5. Zunera Ishaq takes the Oath
Oct 9: In the midst of a lengthy court battle (still ongoing at the time) Zunera Ishaq is permitted to take the oath of citizenship while wearing her niqab. The Conservative government’s case against Ishaq, since dropped by the Liberals, was at the centre of a national debate over whether the government should have the right to tell a woman what to wear – or not wear – while swearing the oath.
6. Cheating hearts
July: Could Ottawa truly be the infidelity capital of the country? That seems to be the conclusion drawn by dating website Ashley Madison, as it releases data showing that one in five Ottawans is somehow subscribed to the site. On top of that, the most popular postal code for Ashley Madison members seems to be Parliament Hill. Weeks later, the website is hacked and millions of user profiles are made available online. There were subsequent allegations that the original Ottawa data was incorrect and many profiles were, in fact, fakes.
7. ‘Vanity Videos’
May: Former employment minister Pierre Poilievre releases a series of videos promoting a new Conservative child-care benefit program, but ends up in hot water over the use of taxpayer dollars for allegedly partisan purposes. The Opposition quickly brands them “vanity videos.”

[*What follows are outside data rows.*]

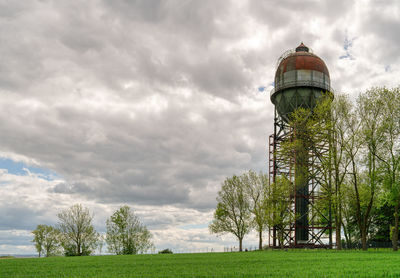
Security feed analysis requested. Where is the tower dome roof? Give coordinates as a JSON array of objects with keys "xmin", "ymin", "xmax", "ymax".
[{"xmin": 275, "ymin": 43, "xmax": 329, "ymax": 77}]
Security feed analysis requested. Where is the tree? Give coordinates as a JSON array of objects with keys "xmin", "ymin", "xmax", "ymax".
[
  {"xmin": 371, "ymin": 88, "xmax": 400, "ymax": 251},
  {"xmin": 58, "ymin": 204, "xmax": 98, "ymax": 256},
  {"xmin": 240, "ymin": 171, "xmax": 268, "ymax": 250},
  {"xmin": 106, "ymin": 206, "xmax": 153, "ymax": 255},
  {"xmin": 209, "ymin": 176, "xmax": 251, "ymax": 251},
  {"xmin": 32, "ymin": 225, "xmax": 60, "ymax": 257},
  {"xmin": 352, "ymin": 89, "xmax": 384, "ymax": 250},
  {"xmin": 330, "ymin": 95, "xmax": 352, "ymax": 250},
  {"xmin": 266, "ymin": 176, "xmax": 296, "ymax": 248}
]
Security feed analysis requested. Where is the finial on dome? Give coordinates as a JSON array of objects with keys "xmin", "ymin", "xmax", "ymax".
[{"xmin": 296, "ymin": 42, "xmax": 309, "ymax": 52}]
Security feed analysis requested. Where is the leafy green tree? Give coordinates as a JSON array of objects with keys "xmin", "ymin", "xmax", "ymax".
[
  {"xmin": 209, "ymin": 176, "xmax": 252, "ymax": 251},
  {"xmin": 351, "ymin": 89, "xmax": 385, "ymax": 250},
  {"xmin": 370, "ymin": 88, "xmax": 400, "ymax": 251},
  {"xmin": 58, "ymin": 204, "xmax": 99, "ymax": 256},
  {"xmin": 32, "ymin": 225, "xmax": 61, "ymax": 257},
  {"xmin": 240, "ymin": 171, "xmax": 268, "ymax": 250},
  {"xmin": 329, "ymin": 95, "xmax": 352, "ymax": 250},
  {"xmin": 106, "ymin": 206, "xmax": 153, "ymax": 255}
]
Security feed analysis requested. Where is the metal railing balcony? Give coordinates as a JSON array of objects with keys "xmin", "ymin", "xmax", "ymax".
[{"xmin": 270, "ymin": 80, "xmax": 334, "ymax": 96}]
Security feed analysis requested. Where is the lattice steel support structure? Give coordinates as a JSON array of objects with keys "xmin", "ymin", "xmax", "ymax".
[{"xmin": 269, "ymin": 108, "xmax": 333, "ymax": 248}]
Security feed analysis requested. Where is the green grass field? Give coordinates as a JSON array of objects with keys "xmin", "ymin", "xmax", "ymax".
[{"xmin": 0, "ymin": 250, "xmax": 400, "ymax": 277}]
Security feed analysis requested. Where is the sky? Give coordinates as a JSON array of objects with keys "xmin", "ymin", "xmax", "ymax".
[{"xmin": 0, "ymin": 0, "xmax": 400, "ymax": 254}]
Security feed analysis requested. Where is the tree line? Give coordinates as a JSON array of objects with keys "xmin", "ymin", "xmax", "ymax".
[
  {"xmin": 209, "ymin": 87, "xmax": 400, "ymax": 251},
  {"xmin": 32, "ymin": 204, "xmax": 153, "ymax": 257}
]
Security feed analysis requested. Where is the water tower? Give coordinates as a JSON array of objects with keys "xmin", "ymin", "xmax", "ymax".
[{"xmin": 269, "ymin": 43, "xmax": 333, "ymax": 248}]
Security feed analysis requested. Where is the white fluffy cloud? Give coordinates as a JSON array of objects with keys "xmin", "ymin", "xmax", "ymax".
[{"xmin": 0, "ymin": 0, "xmax": 400, "ymax": 253}]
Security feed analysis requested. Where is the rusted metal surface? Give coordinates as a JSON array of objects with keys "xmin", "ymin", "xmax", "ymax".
[{"xmin": 275, "ymin": 52, "xmax": 329, "ymax": 77}]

8. Anonymous hacks the Hill
June 17: Angry over a contentious Conservative anti-terror bill, online activist group Anonymous targets Parliament Hill, causing federal sites to go down throughout the afternoon. The outage knocks dozens of departmental sites offline and reportedly affects BlackBerrys and internal network services. Treasury Board President Tony Clement confirms a cyber attack via Twitter.
9. Truth and Reconciliation
June 2: A summary of the long-awaited report from Canada’s Truth and Reconciliation Commission is released, with dozens of recommendations made to help repair the relationship between the federal government and First Nations peoples. Among them: call a federal inquiry into missing and murdered indigenous women and girls. The Conservative government maintains that such an undertaking would be expensive and unnecessary, a decision that will later be overturned by the new Liberal government. The full report is released later in December.
10. The Right to die
Feb. 6: The Supreme Court rules that certain Canadians, in specific circumstances, have the right to ask for a doctor’s assistance to die. The court gives Ottawa and the provinces a year to figure out how to amend the Criminal Code and enact legislation that will govern how the new right is exercised. The Liberal government has recently requested an extension to that deadline.